Here's a demonstration of the standard behavior of the MCS code for Liz's example.
smis=["COc1ccc(C(Nc2nc3c(ncn3COCC=O)c(=O)[nH]2)(c2ccccc2)c2ccccc2)cc1",
"COc1ccc(C(Nc2nc3c(ncn3COC(CO)(CO)CO)c(=O)[nH]2)(c2ccccc2)c2ccccc2)cc1"]
ms = [Chem.MolFromSmiles(x) for x in smis]
Draw.MolsToGridImage(ms,subImgSize=(300,300))
Start by defining a simple atom-type hash that combines atomic num and hybridization
def label(a):
return 100*int(a.GetHybridization())+a.GetAtomicNum()
The easiest way to use custom atom types is to set (bogus) isotope labels on the atoms in a copy of each molecule:
nms = [Chem.Mol(x) for x in ms]
for nm in nms:
for at in nm.GetAtoms():
at.SetIsotope(label(at))
And now run the MCS on the copy using the "istope" mode and print the results:
mcs=MCS.FindMCS(nms,atomCompare='isotopes')
print mcs.smarts
[406*]-[308*]-[306*]:1:[306*]:[306*]:[306*](:[306*]:[306*]:1)-[406*](-[306*]:1:[306*]:[306*]:[306*]:[306*]:[306*]:1)(-[306*]:1:[306*]:[306*]:[306*]:[306*]:[306*]:1)-[307*]-[306*]:1:[307*]:[306*]:2:[306*](:[306*](:[307*]:1)=[308*]):[307*]:[306*]:[307*]:2-[406*]-[408*]-[406*]
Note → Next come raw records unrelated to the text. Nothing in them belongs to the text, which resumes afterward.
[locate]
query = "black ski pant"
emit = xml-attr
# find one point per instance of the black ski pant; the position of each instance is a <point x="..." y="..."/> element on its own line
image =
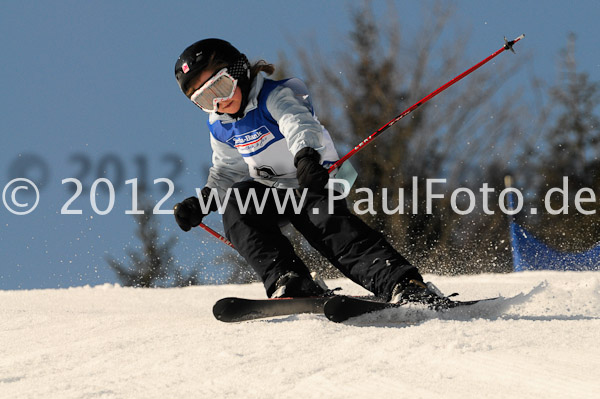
<point x="359" y="252"/>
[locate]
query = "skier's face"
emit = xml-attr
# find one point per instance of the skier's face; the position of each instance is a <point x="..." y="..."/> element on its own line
<point x="229" y="106"/>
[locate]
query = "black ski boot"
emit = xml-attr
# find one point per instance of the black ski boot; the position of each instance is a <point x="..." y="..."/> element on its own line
<point x="293" y="285"/>
<point x="416" y="291"/>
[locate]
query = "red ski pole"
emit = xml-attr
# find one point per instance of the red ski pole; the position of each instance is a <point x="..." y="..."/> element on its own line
<point x="508" y="45"/>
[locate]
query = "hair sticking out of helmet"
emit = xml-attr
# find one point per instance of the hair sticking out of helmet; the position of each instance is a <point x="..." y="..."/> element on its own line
<point x="210" y="54"/>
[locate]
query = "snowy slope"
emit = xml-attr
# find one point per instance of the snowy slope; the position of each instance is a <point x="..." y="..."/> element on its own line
<point x="541" y="341"/>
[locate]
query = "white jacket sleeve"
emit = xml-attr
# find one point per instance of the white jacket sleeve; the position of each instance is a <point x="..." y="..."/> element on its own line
<point x="228" y="167"/>
<point x="293" y="112"/>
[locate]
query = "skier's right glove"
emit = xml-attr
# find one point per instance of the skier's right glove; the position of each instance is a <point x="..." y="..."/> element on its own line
<point x="310" y="173"/>
<point x="188" y="212"/>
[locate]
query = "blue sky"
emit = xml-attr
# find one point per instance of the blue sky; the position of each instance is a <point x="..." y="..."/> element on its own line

That's what we asked for, but it's not exactly readable.
We can get to a more readable form in a two step process
This works because we know that the atom indices in the copies and the original molecules are the same.
Start by getting the match
mcsp = Chem.MolFromSmarts(mcs.smarts)
match = nms[0].GetSubstructMatch(mcsp)
And now use Chem.MolFragmentToSmiles to generate the actual SMILES. This function generates the SMILES for a user-specified subset of a molecule.
smi=Chem.MolFragmentToSmiles(ms[0],atomsToUse=match,isomericSmiles=True,canonical=False)
print smi
COc1ccc(C(Nc2nc3c(ncn3COC)c(=O)[nH]2)(c2ccccc2)c2ccccc2)cc1
core = Chem.MolFromSmiles(smi)
core
Note that in this particular case, the custom atom types don't make a difference in the MCS that is found.